Recentemente mi è capitato di vedere in alcune trasmissioni televisive lo psichiatra Vittorino Andreoli, che, ospite in veste di scrittore, presentava il suo recente “La vita digitale”.

Le sue considerazioni sul ruolo delle nuove tecnologie (in particolare si riferiva al cellulare) nella nostra vita e sui risvolti sociologici e antropologici di tutto quest’incalzante progresso, lo spingevano a parlare di quel piccolo accessorio del nostro quotidiano, che è ormai molto più che un telefono (può essere anche una fotocamera, una videocamera, un’agenda elettronica, una rubrica, un album personale e quant’altro) come una sorta di protesi imprescindibile, di più, come la nostra “mente in tasca”: un oggetto cui tendiamo a demandare la nostra memoria e perfino il nostro pensiero.

Tale affermazione, al di là di tutto (lo stesso Andreoli non era apocalittico fino in fondo e sperava che il suo monito servisse ad un uso meno “autistico” del mezzo), ha sollevato in me l’eco di una reminiscenza antica, classica direi, richiamando alla mia memoria un pezzo di letteratura filosofica che si appaia perfettamente al discorso dello psichiatra. Si tratta di un brano del “Fedro”, il celebre dialogo di Platone sulla retorica, l’educazione, la filosofia. Nel Fedro si tratta anche del passaggio epocale dalla tradizione orale a quella scritta, e lo si fa in questi termini.

Interrogato da Fedro sulla convenienza della scrittura, Socrate racconta il mito che vuole la scrittura sia stata inventata dal dio egizio Thoth (Theuth), il quale l’avrebbe presentata insieme ad altre “arti” di sua invenzione al faraone Thamus perché quegli la diffondesse in Egitto.

Questo lo scambio d’opinioni riguardo all’arte della scrittura: “Quando Theuth venne alla scrittura disse : – Questa conoscenza, o faraone, renderà gli Egizi più sapienti e più capaci di ricordare: é stata infatti inventata come medicina per la memoria e per la sapienza -. Ma quello rispose: – Ingegnosissimo Theuth, c’é chi é capace di dar vita alle arti, e chi invece di giudicare quale danno e quale vantaggio comportano per chi se ne avvarrà. E ora tu, padre della scrittura, per benevolenza hai detto il contrario di ciò che essa é in grado di fare. Questa infatti produrrà dimenticanza nelle anime di chi l’ avrà appresa, perchè non fa esercitare la memoria. Infatti, facendo affidamento sulla scrittura, essi trarranno i ricordi dall’ esterno, da segni estranei, e non dall’ interno , da se stessi. Dunque non hai inventato una medicina per la memoria, ma per richiamare alla memoria. Ai discepoli tu procuri una parvenza di sapienza, non la vera sapienza: divenuti, infatti, grazie a te, ascoltatori di molte cose senza bisogno di insegnamento, crederanno di essere molto dotti, mentre saranno per lo più ignoranti e difficili da trattare, in quanto divenuti saccenti invece che sapienti -”.
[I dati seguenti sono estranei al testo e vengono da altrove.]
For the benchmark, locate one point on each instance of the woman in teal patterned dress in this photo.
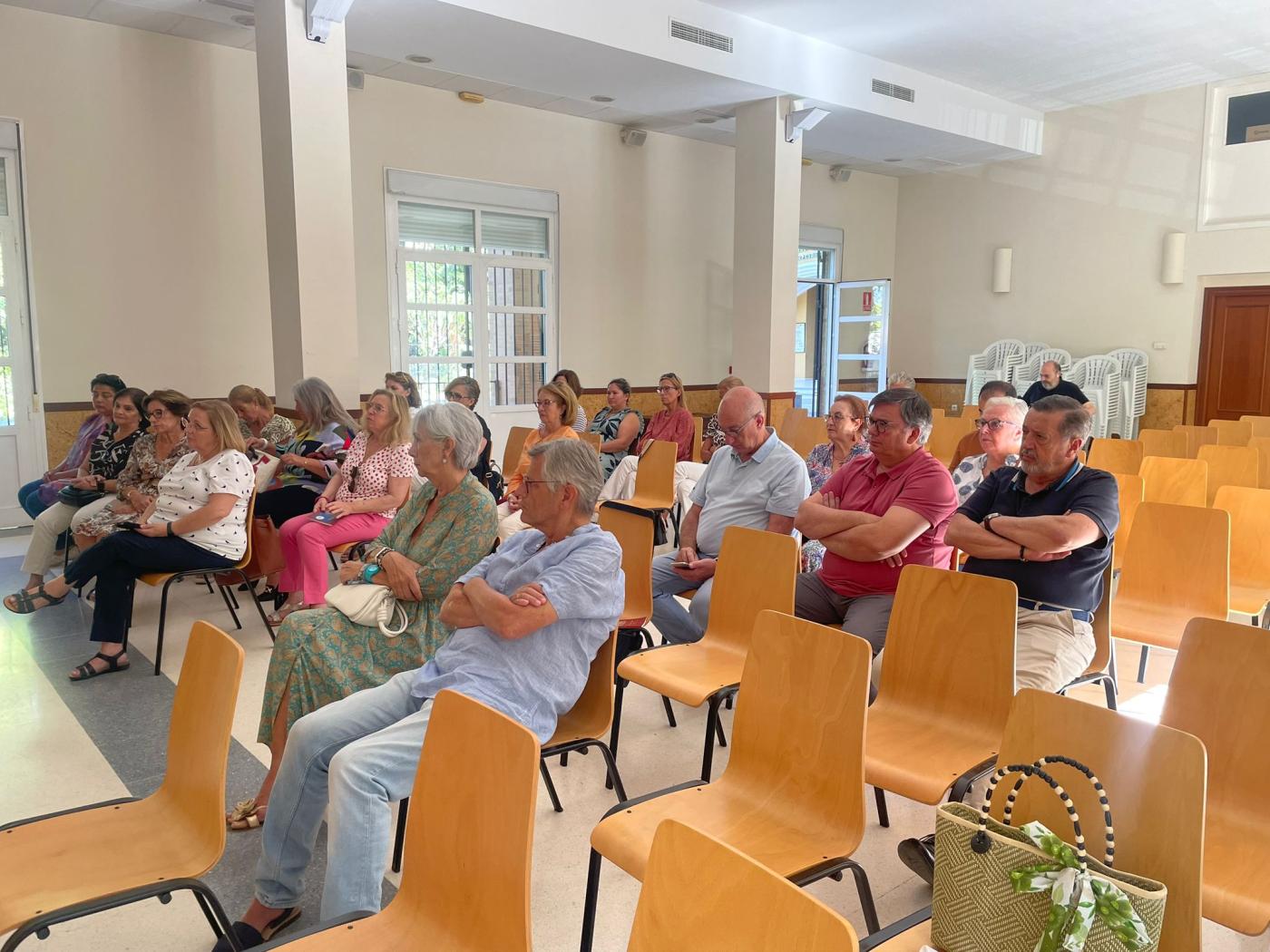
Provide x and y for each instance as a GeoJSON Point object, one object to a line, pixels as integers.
{"type": "Point", "coordinates": [444, 529]}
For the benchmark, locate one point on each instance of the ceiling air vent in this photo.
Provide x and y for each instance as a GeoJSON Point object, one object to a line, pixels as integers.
{"type": "Point", "coordinates": [700, 35]}
{"type": "Point", "coordinates": [893, 91]}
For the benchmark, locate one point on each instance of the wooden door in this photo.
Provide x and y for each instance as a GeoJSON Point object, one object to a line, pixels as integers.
{"type": "Point", "coordinates": [1234, 355]}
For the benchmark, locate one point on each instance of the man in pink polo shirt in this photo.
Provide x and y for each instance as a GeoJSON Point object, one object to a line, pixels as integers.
{"type": "Point", "coordinates": [880, 511]}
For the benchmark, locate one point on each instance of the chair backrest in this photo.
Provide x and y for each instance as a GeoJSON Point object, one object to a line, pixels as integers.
{"type": "Point", "coordinates": [1232, 433]}
{"type": "Point", "coordinates": [1117, 454]}
{"type": "Point", "coordinates": [739, 905]}
{"type": "Point", "coordinates": [654, 479]}
{"type": "Point", "coordinates": [1263, 446]}
{"type": "Point", "coordinates": [1197, 437]}
{"type": "Point", "coordinates": [199, 733]}
{"type": "Point", "coordinates": [756, 571]}
{"type": "Point", "coordinates": [634, 532]}
{"type": "Point", "coordinates": [1178, 556]}
{"type": "Point", "coordinates": [516, 437]}
{"type": "Point", "coordinates": [1166, 443]}
{"type": "Point", "coordinates": [1260, 424]}
{"type": "Point", "coordinates": [1231, 466]}
{"type": "Point", "coordinates": [1250, 535]}
{"type": "Point", "coordinates": [1132, 491]}
{"type": "Point", "coordinates": [799, 729]}
{"type": "Point", "coordinates": [1175, 481]}
{"type": "Point", "coordinates": [950, 647]}
{"type": "Point", "coordinates": [470, 829]}
{"type": "Point", "coordinates": [1155, 783]}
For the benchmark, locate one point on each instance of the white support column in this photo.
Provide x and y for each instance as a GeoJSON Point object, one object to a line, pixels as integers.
{"type": "Point", "coordinates": [308, 200]}
{"type": "Point", "coordinates": [765, 248]}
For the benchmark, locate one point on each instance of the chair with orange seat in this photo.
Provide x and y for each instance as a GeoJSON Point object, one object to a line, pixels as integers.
{"type": "Point", "coordinates": [1221, 660]}
{"type": "Point", "coordinates": [1155, 777]}
{"type": "Point", "coordinates": [1250, 552]}
{"type": "Point", "coordinates": [470, 837]}
{"type": "Point", "coordinates": [1167, 443]}
{"type": "Point", "coordinates": [1196, 437]}
{"type": "Point", "coordinates": [1231, 466]}
{"type": "Point", "coordinates": [740, 905]}
{"type": "Point", "coordinates": [1177, 567]}
{"type": "Point", "coordinates": [756, 571]}
{"type": "Point", "coordinates": [791, 796]}
{"type": "Point", "coordinates": [948, 675]}
{"type": "Point", "coordinates": [79, 862]}
{"type": "Point", "coordinates": [1175, 481]}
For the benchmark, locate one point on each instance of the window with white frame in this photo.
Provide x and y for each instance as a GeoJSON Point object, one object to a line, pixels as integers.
{"type": "Point", "coordinates": [475, 292]}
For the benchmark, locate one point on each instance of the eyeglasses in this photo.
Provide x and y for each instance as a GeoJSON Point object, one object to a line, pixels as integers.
{"type": "Point", "coordinates": [992, 425]}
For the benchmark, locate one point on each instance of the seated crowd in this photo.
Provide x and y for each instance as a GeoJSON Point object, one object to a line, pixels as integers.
{"type": "Point", "coordinates": [508, 599]}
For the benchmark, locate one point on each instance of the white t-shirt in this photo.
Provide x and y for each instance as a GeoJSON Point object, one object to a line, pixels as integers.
{"type": "Point", "coordinates": [190, 485]}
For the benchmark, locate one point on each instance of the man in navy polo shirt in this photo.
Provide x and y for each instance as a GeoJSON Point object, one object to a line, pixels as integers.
{"type": "Point", "coordinates": [1047, 527]}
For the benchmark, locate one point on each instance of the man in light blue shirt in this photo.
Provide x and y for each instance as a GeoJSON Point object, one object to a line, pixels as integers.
{"type": "Point", "coordinates": [529, 622]}
{"type": "Point", "coordinates": [755, 481]}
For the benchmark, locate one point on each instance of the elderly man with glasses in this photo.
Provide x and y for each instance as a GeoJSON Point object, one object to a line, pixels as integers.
{"type": "Point", "coordinates": [878, 513]}
{"type": "Point", "coordinates": [755, 481]}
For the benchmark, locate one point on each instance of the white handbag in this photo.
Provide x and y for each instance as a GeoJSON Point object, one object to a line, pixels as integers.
{"type": "Point", "coordinates": [370, 605]}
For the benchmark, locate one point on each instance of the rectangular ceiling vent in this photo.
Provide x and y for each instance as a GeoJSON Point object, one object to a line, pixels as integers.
{"type": "Point", "coordinates": [700, 35]}
{"type": "Point", "coordinates": [893, 91]}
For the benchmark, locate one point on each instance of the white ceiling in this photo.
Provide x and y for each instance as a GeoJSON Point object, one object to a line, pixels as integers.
{"type": "Point", "coordinates": [1045, 54]}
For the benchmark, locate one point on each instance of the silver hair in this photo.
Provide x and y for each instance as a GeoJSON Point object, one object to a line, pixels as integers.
{"type": "Point", "coordinates": [442, 422]}
{"type": "Point", "coordinates": [575, 462]}
{"type": "Point", "coordinates": [1018, 408]}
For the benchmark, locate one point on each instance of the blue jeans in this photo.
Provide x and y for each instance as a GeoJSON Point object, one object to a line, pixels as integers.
{"type": "Point", "coordinates": [358, 755]}
{"type": "Point", "coordinates": [676, 625]}
{"type": "Point", "coordinates": [28, 498]}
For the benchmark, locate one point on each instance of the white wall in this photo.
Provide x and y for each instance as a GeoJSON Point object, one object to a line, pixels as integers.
{"type": "Point", "coordinates": [1086, 221]}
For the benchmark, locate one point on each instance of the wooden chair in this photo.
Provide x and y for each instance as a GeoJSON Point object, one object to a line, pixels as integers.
{"type": "Point", "coordinates": [1250, 552]}
{"type": "Point", "coordinates": [1121, 456]}
{"type": "Point", "coordinates": [1260, 425]}
{"type": "Point", "coordinates": [1175, 481]}
{"type": "Point", "coordinates": [740, 905]}
{"type": "Point", "coordinates": [1177, 567]}
{"type": "Point", "coordinates": [948, 675]}
{"type": "Point", "coordinates": [1155, 777]}
{"type": "Point", "coordinates": [1218, 694]}
{"type": "Point", "coordinates": [1132, 491]}
{"type": "Point", "coordinates": [654, 478]}
{"type": "Point", "coordinates": [1231, 466]}
{"type": "Point", "coordinates": [791, 796]}
{"type": "Point", "coordinates": [1263, 446]}
{"type": "Point", "coordinates": [583, 725]}
{"type": "Point", "coordinates": [756, 571]}
{"type": "Point", "coordinates": [1232, 433]}
{"type": "Point", "coordinates": [469, 834]}
{"type": "Point", "coordinates": [78, 862]}
{"type": "Point", "coordinates": [1166, 443]}
{"type": "Point", "coordinates": [516, 437]}
{"type": "Point", "coordinates": [235, 573]}
{"type": "Point", "coordinates": [1197, 437]}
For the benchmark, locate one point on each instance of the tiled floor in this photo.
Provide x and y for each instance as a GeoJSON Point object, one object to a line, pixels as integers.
{"type": "Point", "coordinates": [69, 744]}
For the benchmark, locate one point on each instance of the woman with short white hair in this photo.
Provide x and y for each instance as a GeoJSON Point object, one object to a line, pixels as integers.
{"type": "Point", "coordinates": [1001, 432]}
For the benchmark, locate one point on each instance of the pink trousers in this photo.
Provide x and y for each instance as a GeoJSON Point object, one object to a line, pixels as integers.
{"type": "Point", "coordinates": [305, 543]}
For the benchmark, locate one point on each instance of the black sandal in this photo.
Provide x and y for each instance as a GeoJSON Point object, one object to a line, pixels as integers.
{"type": "Point", "coordinates": [86, 672]}
{"type": "Point", "coordinates": [25, 600]}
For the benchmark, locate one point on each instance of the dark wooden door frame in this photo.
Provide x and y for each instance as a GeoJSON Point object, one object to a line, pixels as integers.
{"type": "Point", "coordinates": [1206, 334]}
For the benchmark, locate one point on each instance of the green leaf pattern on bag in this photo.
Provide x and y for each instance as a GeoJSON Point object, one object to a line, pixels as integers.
{"type": "Point", "coordinates": [1076, 898]}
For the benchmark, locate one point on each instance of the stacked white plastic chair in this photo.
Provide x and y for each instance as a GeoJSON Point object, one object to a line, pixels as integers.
{"type": "Point", "coordinates": [1133, 387]}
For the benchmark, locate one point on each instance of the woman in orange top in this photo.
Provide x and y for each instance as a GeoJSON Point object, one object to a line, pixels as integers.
{"type": "Point", "coordinates": [558, 408]}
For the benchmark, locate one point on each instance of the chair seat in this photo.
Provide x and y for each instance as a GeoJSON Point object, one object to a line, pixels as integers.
{"type": "Point", "coordinates": [688, 673]}
{"type": "Point", "coordinates": [1248, 599]}
{"type": "Point", "coordinates": [753, 821]}
{"type": "Point", "coordinates": [910, 755]}
{"type": "Point", "coordinates": [1236, 891]}
{"type": "Point", "coordinates": [67, 860]}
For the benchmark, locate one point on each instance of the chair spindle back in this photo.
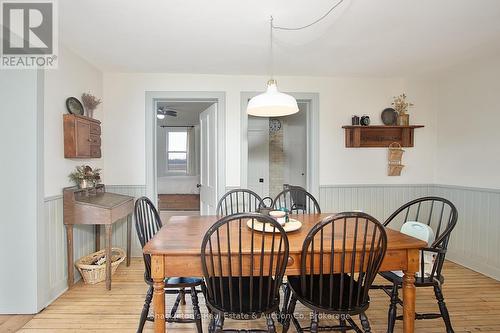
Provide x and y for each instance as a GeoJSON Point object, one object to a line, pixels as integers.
{"type": "Point", "coordinates": [341, 256]}
{"type": "Point", "coordinates": [441, 215]}
{"type": "Point", "coordinates": [147, 223]}
{"type": "Point", "coordinates": [238, 282]}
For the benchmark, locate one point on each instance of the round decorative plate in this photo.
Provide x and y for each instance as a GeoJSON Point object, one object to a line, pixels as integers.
{"type": "Point", "coordinates": [291, 225]}
{"type": "Point", "coordinates": [74, 106]}
{"type": "Point", "coordinates": [389, 117]}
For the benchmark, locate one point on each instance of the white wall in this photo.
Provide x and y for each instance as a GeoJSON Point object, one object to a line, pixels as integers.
{"type": "Point", "coordinates": [21, 109]}
{"type": "Point", "coordinates": [468, 146]}
{"type": "Point", "coordinates": [73, 77]}
{"type": "Point", "coordinates": [124, 123]}
{"type": "Point", "coordinates": [258, 155]}
{"type": "Point", "coordinates": [295, 147]}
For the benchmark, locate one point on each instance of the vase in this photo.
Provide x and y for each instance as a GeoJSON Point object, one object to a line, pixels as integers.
{"type": "Point", "coordinates": [403, 119]}
{"type": "Point", "coordinates": [83, 184]}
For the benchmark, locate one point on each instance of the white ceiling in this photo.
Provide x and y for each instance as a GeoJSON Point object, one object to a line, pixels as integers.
{"type": "Point", "coordinates": [362, 37]}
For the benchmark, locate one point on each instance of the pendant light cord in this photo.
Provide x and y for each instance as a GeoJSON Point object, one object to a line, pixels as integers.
{"type": "Point", "coordinates": [271, 53]}
{"type": "Point", "coordinates": [277, 27]}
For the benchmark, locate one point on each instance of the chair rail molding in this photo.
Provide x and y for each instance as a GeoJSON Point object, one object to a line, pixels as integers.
{"type": "Point", "coordinates": [473, 243]}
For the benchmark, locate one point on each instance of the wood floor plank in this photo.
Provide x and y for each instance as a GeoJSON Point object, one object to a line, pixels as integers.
{"type": "Point", "coordinates": [473, 301]}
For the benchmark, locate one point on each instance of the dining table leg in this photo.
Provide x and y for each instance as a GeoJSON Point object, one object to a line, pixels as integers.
{"type": "Point", "coordinates": [129, 238]}
{"type": "Point", "coordinates": [109, 254]}
{"type": "Point", "coordinates": [158, 275]}
{"type": "Point", "coordinates": [409, 291]}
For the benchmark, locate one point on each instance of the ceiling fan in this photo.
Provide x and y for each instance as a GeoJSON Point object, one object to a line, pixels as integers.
{"type": "Point", "coordinates": [166, 111]}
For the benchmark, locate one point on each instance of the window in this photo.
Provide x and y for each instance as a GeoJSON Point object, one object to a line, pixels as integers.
{"type": "Point", "coordinates": [177, 151]}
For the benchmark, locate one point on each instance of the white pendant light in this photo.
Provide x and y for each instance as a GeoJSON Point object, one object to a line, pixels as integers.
{"type": "Point", "coordinates": [272, 103]}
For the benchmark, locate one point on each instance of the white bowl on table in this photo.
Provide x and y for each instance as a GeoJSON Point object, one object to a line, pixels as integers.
{"type": "Point", "coordinates": [279, 216]}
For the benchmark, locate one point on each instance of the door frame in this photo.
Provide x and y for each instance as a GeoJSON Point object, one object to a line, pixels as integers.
{"type": "Point", "coordinates": [312, 138]}
{"type": "Point", "coordinates": [152, 97]}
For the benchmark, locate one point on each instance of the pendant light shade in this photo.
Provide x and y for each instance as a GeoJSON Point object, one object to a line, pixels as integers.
{"type": "Point", "coordinates": [272, 103]}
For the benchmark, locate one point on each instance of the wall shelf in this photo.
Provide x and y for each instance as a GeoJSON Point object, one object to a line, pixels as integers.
{"type": "Point", "coordinates": [379, 136]}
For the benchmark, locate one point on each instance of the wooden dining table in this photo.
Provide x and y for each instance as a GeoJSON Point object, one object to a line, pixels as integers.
{"type": "Point", "coordinates": [176, 250]}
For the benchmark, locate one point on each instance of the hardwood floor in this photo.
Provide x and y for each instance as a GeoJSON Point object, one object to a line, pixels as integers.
{"type": "Point", "coordinates": [473, 301]}
{"type": "Point", "coordinates": [12, 323]}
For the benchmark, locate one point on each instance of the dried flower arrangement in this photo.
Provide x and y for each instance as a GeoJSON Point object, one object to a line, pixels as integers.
{"type": "Point", "coordinates": [401, 105]}
{"type": "Point", "coordinates": [83, 175]}
{"type": "Point", "coordinates": [91, 103]}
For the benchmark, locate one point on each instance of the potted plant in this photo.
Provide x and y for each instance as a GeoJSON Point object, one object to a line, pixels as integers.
{"type": "Point", "coordinates": [84, 176]}
{"type": "Point", "coordinates": [401, 106]}
{"type": "Point", "coordinates": [91, 103]}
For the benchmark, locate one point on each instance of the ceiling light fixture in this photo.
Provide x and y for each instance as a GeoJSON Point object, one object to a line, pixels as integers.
{"type": "Point", "coordinates": [274, 103]}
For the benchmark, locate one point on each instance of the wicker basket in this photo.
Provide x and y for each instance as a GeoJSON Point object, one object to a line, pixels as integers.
{"type": "Point", "coordinates": [395, 169]}
{"type": "Point", "coordinates": [93, 274]}
{"type": "Point", "coordinates": [395, 152]}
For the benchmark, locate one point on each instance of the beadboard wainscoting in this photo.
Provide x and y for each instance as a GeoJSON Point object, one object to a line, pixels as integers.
{"type": "Point", "coordinates": [52, 242]}
{"type": "Point", "coordinates": [474, 242]}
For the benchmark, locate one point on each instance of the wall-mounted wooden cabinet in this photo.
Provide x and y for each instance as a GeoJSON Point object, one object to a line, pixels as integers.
{"type": "Point", "coordinates": [82, 137]}
{"type": "Point", "coordinates": [379, 136]}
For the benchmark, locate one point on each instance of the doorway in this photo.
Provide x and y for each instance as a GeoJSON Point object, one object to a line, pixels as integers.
{"type": "Point", "coordinates": [277, 150]}
{"type": "Point", "coordinates": [281, 150]}
{"type": "Point", "coordinates": [184, 161]}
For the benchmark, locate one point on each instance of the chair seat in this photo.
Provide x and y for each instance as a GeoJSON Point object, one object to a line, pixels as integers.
{"type": "Point", "coordinates": [173, 282]}
{"type": "Point", "coordinates": [397, 279]}
{"type": "Point", "coordinates": [248, 306]}
{"type": "Point", "coordinates": [322, 299]}
{"type": "Point", "coordinates": [179, 282]}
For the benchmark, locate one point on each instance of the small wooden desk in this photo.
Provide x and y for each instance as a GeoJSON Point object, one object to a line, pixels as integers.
{"type": "Point", "coordinates": [175, 251]}
{"type": "Point", "coordinates": [101, 208]}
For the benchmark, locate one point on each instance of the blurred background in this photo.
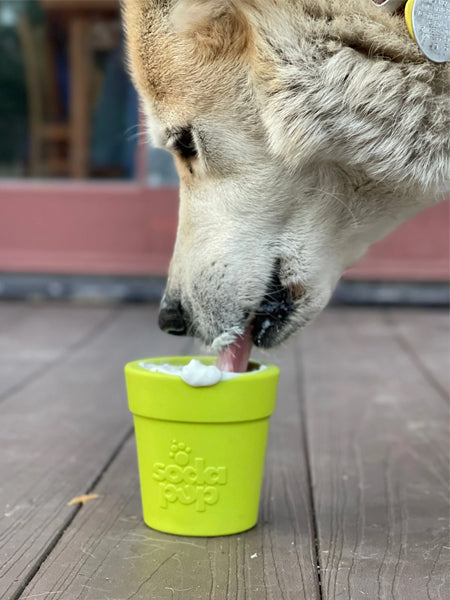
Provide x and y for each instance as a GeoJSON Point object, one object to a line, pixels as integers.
{"type": "Point", "coordinates": [89, 210]}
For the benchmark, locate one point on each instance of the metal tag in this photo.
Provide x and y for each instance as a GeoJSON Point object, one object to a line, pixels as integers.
{"type": "Point", "coordinates": [390, 5]}
{"type": "Point", "coordinates": [431, 26]}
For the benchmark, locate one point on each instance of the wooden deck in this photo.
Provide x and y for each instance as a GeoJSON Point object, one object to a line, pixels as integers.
{"type": "Point", "coordinates": [355, 495]}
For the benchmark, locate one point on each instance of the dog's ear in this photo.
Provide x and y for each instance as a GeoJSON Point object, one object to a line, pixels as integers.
{"type": "Point", "coordinates": [215, 26]}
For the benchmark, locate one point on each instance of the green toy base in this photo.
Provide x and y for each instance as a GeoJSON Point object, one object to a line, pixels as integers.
{"type": "Point", "coordinates": [200, 450]}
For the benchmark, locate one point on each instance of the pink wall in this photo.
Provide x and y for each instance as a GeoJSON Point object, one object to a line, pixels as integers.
{"type": "Point", "coordinates": [128, 229]}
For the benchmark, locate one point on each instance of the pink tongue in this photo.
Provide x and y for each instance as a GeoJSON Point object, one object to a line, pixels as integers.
{"type": "Point", "coordinates": [234, 358]}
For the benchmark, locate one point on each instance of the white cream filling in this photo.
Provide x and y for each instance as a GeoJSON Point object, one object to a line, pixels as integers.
{"type": "Point", "coordinates": [195, 373]}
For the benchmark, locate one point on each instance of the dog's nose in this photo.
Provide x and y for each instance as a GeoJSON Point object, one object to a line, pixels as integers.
{"type": "Point", "coordinates": [171, 318]}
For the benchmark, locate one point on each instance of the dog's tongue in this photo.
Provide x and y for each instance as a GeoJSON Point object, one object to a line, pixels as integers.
{"type": "Point", "coordinates": [234, 358]}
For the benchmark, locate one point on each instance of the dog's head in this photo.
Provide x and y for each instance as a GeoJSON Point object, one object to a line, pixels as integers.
{"type": "Point", "coordinates": [270, 214]}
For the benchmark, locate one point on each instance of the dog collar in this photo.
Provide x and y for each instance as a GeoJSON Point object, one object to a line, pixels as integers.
{"type": "Point", "coordinates": [428, 23]}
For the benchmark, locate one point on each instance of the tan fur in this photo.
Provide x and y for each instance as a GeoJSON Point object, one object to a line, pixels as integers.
{"type": "Point", "coordinates": [320, 126]}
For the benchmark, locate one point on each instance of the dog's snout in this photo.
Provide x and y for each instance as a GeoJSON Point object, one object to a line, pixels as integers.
{"type": "Point", "coordinates": [171, 318]}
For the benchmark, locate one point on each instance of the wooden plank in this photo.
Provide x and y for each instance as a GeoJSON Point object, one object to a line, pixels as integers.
{"type": "Point", "coordinates": [425, 335]}
{"type": "Point", "coordinates": [35, 336]}
{"type": "Point", "coordinates": [108, 552]}
{"type": "Point", "coordinates": [58, 433]}
{"type": "Point", "coordinates": [378, 441]}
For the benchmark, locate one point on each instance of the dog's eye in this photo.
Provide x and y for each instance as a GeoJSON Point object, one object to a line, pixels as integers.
{"type": "Point", "coordinates": [184, 143]}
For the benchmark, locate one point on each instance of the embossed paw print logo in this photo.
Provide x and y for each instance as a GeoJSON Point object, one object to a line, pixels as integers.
{"type": "Point", "coordinates": [187, 479]}
{"type": "Point", "coordinates": [180, 453]}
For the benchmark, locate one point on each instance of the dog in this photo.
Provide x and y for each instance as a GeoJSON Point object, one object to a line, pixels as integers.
{"type": "Point", "coordinates": [303, 131]}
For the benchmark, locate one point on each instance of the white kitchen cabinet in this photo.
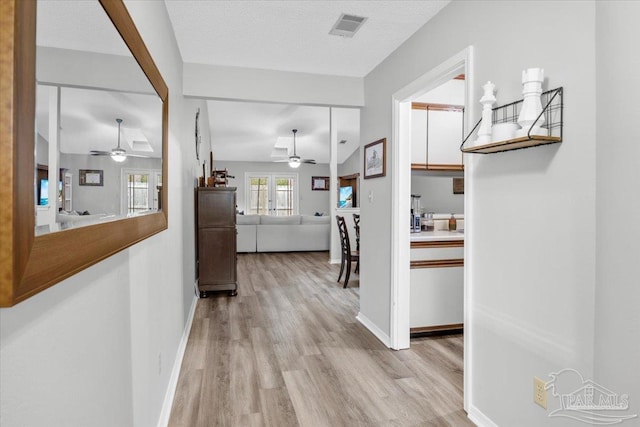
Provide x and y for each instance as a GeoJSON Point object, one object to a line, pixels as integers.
{"type": "Point", "coordinates": [436, 134]}
{"type": "Point", "coordinates": [437, 286]}
{"type": "Point", "coordinates": [66, 193]}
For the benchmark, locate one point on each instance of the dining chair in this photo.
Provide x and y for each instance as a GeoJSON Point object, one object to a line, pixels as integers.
{"type": "Point", "coordinates": [347, 255]}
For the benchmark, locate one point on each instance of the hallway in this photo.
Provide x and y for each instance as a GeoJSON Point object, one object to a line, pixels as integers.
{"type": "Point", "coordinates": [289, 351]}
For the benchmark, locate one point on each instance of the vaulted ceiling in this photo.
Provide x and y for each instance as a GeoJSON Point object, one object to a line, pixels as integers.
{"type": "Point", "coordinates": [289, 36]}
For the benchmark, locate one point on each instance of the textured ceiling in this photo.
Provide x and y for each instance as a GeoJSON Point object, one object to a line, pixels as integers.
{"type": "Point", "coordinates": [293, 35]}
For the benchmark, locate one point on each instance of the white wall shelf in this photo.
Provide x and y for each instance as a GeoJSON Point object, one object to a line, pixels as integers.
{"type": "Point", "coordinates": [552, 113]}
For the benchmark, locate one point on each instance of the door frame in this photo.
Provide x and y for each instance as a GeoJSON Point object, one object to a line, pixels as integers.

La vera opinione di Platone, malgrado il suo forte apprezzamento per i valori tradizionali dell’oralità, è ovviamente svelata dal fatto che grazie ai suoi dialoghi (pur sempre scritti), egli ha tramandato le proprie idee e quelle di Socrate.

Interessante coincidenza di vedute. La storia si ripete, basta solo ricordarsene. Ogni novità ha sempre destato qualche perplessità, finché non si impara ad usarla con la testa e ad apprezzarla per le giuste potenzialità.

Ma intanto il mio pensiero – sommando alle considerazioni socratiche quelle di Andreoli, il quale giustamente ammonisce avendo sotto gli occhi una tendenza nefasta ad usare stupidamente i nuovi mezzi – mi porta a trasporre queste idee nel campo della fotografia; e a chiedermi: se un telefonino può diventare la nostra “mente in tasca”, lasciandoci sempre più spesso decerebrati, può una fotocamera diventare la nostra “vista in tasca“, lasciandoci infine ciechi alla realtà? Può l’estrema accessibilità all’atto del fotografare e la ricerca spasmodica (lo vediamo ovunque) di immagini da catturare, e magari “sistemare” un pochino, render la gente insensibile ad una percezione “in-mediata“, dando infine loro soltanto una parvenza di comprensione del mondo in cui viviamo?